Have you ever left your garage door unlocked and discovered that the fridge was empty of beer? TikTok was not the first time teens were determined, brave thieves. Adults have become increasingly concerned about “devious Liks”, a TikTok trend in which teenagers post photos of the cool things they’ve stolen, usually from school.
It was unsurprising that this new trend which involved pilfering items like toilet paper dispensers and soap (in some cases kids claimed to have pried urinals off the walls) from high schools bathrooms did not get well received by adults who were whipped into a mad frenzy. What is the “Viral TikTok” trend? Questioned one In-depth SourcesReport. Teachers and school officials circulated a long list of other jokes that kids planned to pull throughout the year. This list included one month dedicated to hitting teachers’ butts. The list was claimed to have been created by the children themselves, rather than being compiled by a single school resource officer from Idaho, named Deputy Dave Gomez, who didn’t bother to check the origins of the list. Reply to All reported. People who have ever had to deal with teens know they don’t excel at planning ahead or coordination across friends groups, high schools and even state lines in order to achieve something as simple as hitting a teacher. National and local media outlets reprinted the same stories without even considering the fact that teenagers make things up. And Sen. Richard Blumenthal (D–Conn.) asked TikTok representatives to testify before Congress, taking the company to task for its role in the licks—par for the course given how eager Congress has been of late to castigate social media companies for teen usage.

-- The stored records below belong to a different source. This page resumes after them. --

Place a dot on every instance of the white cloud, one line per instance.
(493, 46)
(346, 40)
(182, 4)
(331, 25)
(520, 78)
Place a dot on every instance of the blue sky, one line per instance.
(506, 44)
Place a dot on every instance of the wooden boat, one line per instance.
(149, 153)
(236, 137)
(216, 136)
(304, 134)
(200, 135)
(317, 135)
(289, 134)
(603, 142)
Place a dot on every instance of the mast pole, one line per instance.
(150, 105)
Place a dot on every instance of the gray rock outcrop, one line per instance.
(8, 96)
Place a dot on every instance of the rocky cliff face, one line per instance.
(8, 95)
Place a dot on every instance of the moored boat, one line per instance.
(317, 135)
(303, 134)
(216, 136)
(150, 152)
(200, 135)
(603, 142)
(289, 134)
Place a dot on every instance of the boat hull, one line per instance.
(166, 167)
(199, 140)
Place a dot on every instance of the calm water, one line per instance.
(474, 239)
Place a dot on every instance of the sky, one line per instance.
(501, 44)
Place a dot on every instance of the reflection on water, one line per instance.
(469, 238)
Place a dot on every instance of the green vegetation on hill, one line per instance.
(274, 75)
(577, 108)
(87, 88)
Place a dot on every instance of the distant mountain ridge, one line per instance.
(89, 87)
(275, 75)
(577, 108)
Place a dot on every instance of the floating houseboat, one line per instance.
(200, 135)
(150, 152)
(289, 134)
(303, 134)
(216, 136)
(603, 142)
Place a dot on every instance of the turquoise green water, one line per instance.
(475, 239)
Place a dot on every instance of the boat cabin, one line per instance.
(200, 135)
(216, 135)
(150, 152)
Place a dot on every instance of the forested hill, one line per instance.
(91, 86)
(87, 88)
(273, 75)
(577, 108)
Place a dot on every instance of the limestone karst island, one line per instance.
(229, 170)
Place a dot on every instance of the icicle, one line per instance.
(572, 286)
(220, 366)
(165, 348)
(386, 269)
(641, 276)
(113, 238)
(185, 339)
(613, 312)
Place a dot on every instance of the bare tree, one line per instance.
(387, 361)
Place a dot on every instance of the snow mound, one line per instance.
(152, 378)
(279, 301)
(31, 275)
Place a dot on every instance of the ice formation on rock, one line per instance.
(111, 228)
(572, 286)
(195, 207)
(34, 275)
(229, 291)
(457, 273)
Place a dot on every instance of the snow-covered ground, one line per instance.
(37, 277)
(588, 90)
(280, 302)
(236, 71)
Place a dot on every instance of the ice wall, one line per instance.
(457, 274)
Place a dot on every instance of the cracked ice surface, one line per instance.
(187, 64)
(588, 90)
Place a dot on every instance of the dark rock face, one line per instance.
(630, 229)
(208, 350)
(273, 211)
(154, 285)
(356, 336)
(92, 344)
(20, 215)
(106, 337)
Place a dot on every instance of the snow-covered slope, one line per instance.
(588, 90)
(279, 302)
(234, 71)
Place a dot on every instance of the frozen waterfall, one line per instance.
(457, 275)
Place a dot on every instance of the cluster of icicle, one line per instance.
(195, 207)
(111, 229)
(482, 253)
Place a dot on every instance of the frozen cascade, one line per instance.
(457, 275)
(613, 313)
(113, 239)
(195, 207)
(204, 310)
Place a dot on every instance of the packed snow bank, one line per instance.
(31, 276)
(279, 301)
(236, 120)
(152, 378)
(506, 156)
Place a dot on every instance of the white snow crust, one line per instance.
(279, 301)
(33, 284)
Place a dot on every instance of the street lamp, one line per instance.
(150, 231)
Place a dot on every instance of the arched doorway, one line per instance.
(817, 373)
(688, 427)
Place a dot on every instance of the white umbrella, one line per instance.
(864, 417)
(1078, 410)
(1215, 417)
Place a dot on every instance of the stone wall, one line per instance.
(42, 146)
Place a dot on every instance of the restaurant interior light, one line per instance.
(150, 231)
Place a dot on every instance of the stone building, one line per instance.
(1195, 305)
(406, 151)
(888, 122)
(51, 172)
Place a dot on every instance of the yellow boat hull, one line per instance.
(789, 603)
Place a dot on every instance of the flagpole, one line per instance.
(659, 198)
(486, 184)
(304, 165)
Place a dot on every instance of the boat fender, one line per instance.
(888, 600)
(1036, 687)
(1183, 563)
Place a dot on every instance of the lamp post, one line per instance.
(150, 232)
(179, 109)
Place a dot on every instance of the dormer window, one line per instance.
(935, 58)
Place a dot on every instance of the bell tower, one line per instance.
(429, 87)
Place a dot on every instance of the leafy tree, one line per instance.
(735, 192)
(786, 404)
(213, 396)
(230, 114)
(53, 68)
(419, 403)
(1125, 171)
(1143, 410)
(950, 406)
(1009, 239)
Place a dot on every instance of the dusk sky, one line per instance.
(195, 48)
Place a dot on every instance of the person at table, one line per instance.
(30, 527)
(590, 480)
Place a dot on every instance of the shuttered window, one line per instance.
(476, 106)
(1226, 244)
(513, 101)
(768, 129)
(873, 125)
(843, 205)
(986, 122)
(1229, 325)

Blumenthal addressed a letter to Shou Zi Chew in which he stated that deleting videos, banning users, and restricting hashtags glorifying property damage and threats school safety are all responsibility.
The company however Did It was necessary to quickly remove the hashtag, thereby preventing access to roughly 94,000 #deviouslicks (or related #diabolicallicks) videos. It is also worth noting that (as techdirt rightly did), that for every “devious lick” there is an equal and opposite “angelic yield”—another TikTok trend that emerged soon after, which depicts teens restoring or replacing stolen goods to their original spots. Although some schools have bathrooms, Were Some goods were damaged and wrongly vandalized. The extent to which youth rebellion threatened schools was exaggerated by news reports that are stale and adults who assume each TikTok clip is a child telling the truth, not something staged to gain clout. Brock Colyar reported the story at CurbedYou can find this link:
For all of the vandalism in real life, it is very possible that these teenage punks are also punking others. Gavino, 17, a high school student in Minnesota uploaded the video. It showed a classroom sink spewing water and described it as a Devious Lick’. However, when I reached out to him via Snapchat, he said that he was not actually trying poach the faucet. The faucet was damaged, and he recorded a video. Another student was 14 years old, and he posted a TikTok stuffed Chromebooks in his backpack. I asked him about it.
There’s an emerging trend known as “angelic yields,” where students atone for their sins and give back to school pic.twitter.com/bH4KODddry
— jarvis johnson (@jarvis) September 18, 2021
Of course, “stealing from school has been a thing since the beginning of time…but what is new is the clout, I guess, that can be gained from it,” says YouTuber Jarvis Johnson. Moral panics surrounding teen behavior have always existed—rainbow parties, pharm parties, glue-sniffing fears, vodka-soaked tampons, the Tide pod challenge, jelly sex bracelets, snorting bath salts—but what is new is the fact that scorn is so aggressively fixed on companies like TikTok, which handled this about as well as they could’ve reasonably been expected to. Techlashers want timely and proper handling of social media posts that are harmful. That is precisely what TikTok provided.
While it’s tempting to focus on teens’ bad behaviour and tech companies, we can also excuse teachers, journalists and current U.S. senators for their bad conduct. The most disingenuous thing about all is how adults fail to act with even the smallest amount of skepticism and contribute to moral panics, often without realizing it.